Several agents like antazoline (odds ratio [OR] 24.9; 95% credible interval [CrI] 7.4 to 107.8), tedisamil (OR 12.0; 95% CrI 4.3 to 43.8), vernakalant (OR 7.5; 95% CrI 3.1 to 18.6), propafenone (OR 6.8; 95% CrI 3.6 to 13.8), flecainide (OR 6.1; 95% CrI 2.9 to 13.2), and ibutilide (OR 4.1; 95% CrI 1.8 to 9.6) are associated with increased likelihood of conversion within 4 hours compared with placebo or control. Limited data preclude any recommendation for cardioversion of recent-onset atrial flutter. Further high-quality study is necessary.
This work introduces a great insight to relative new treatments (not in 2014 Guidelines AHA/ACC/HRS) like Antazoline with a OR of 24.9 and SUCRA 0.972 even with a small population and limited data in the clinical trial. The article reinforce the guidelines of approved pharmacological options like Vernakalant, Flecainide, Propafenone, Ibutilide and Procainamide and exposes no RCT with dofetilide approved by the AHA which I think is a nice find. We could establish a change in clinical practice in ED if we manage the limitations found in the randomized clinical trials analyzed and use them as endpoints, follow up and adverse reactions for future clinical trials in order to obtain better evidence this manner.
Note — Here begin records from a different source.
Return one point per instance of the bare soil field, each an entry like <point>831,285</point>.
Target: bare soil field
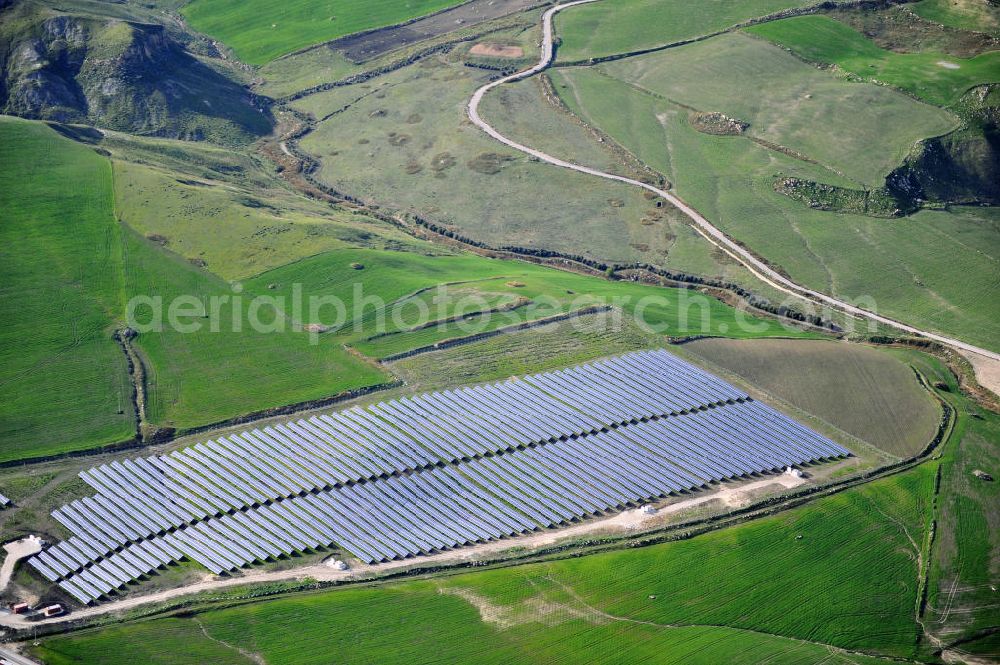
<point>861,390</point>
<point>497,50</point>
<point>362,47</point>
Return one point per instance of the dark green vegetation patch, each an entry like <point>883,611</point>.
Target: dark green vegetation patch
<point>261,30</point>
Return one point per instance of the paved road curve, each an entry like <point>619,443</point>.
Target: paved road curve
<point>760,269</point>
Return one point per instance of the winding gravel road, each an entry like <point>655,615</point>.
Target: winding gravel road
<point>760,269</point>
The efficacy of antiarrhythmic drugs in pharmacologic cardioversion of recent-onset atrial fibrillation is well known, and, although this paper is a good summary of antiarrhythmic therapy in patients with new onset AF/Flutter, the novelty of the study is poor. Furthermore, the authors analyzed the rate of thromboembolic events within 30 days from new onset AF and no found any thromboembolic event. However, this secondary analysis was performed on only 2 studies and may present bias because it was influenced by CHA2DS2-VASc score of patients and anticoagulant therapy. Therefore, the analysis of thromboembolism rate not improves the quality and the useful of findings in clinical practice and may be confounding.
This is a very good overview of pharmacologic cardioversion (within 4 hours of onset) of atrial fibrillation and flutter. Amidarone is not the first choice because of its delayed effect, however in the subgroup of patients with AF and systolic dysfunction IV amiodarone is preferred.